1. Find the right SCHOOL.
Make sure your prospective school, not just the soccer program, is the right fit. Ask yourself, “Would I still attend this college if I no longer played on the team?”

2. Keep your eye on the ball when it comes to your high school GPA.
Consider taking Honors, AP or Dual Credit classes, which can go a long way when a coach evaluates if you can stand up to the academic challenges of college.

3. Know the four components college coaches look for in a recruit:
• Tactical Ability • Technical Ability • Physical Ability • Psychological Ability

4. Take advantage of the athletic website to learn more about the program.
The coach’s biography can provide clues to playing style, philosophy and success of his/her teams, while the roster page can allow you to see if you model the type of player (physical characteristics, youth accomplishments, etc.) the coach recruits for a given position.

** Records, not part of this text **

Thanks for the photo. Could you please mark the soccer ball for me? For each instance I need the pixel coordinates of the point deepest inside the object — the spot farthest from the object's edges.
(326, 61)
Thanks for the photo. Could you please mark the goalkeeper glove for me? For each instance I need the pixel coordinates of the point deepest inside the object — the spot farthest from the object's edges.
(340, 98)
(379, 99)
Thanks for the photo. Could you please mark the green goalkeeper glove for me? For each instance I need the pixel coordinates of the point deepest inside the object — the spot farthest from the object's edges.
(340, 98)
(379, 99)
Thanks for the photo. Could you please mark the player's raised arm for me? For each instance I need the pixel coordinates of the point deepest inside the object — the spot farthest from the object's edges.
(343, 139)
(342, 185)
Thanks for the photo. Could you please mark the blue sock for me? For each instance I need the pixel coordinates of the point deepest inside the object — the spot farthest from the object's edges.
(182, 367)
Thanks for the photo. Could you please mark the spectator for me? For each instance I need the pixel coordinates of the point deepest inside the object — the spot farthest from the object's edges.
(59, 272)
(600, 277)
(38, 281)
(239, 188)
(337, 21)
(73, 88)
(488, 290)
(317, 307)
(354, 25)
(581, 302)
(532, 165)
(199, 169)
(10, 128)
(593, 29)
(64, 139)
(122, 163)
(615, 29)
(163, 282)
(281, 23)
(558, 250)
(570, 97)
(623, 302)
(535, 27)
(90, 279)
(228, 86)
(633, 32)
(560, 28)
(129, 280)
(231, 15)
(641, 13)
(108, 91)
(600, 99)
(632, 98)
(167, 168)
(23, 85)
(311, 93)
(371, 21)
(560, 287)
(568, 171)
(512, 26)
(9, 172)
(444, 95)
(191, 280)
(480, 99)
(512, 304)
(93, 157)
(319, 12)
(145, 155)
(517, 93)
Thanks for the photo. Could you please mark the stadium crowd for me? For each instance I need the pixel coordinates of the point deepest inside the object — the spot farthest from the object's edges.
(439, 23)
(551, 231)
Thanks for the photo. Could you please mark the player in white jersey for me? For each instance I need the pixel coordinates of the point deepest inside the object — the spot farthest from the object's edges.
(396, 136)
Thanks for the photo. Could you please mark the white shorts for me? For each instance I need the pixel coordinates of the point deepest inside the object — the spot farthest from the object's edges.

5. Arrange for a campus visit.
While there, see if you can spend time with the team. Gain insight into the program and experience campus life to get a feel for what to expect as a student-athlete.

6. Attend a game.
This provides a chance to get a first-hand look at the team’s playing style in a game situation and to see how the coaches conduct themselves on the sideline. You can also see if you have the ability to contribute and make an impact on the program should you play there.

7. Reach out to the coaches.
Let coaches know you are interested in their program and school with a unique, personalized email. Show you’ve done your research and highlight why you think their school is a good fit. Include your academic and athletic information, as well as a highlight video and upcoming competitions in which you’ll be playing.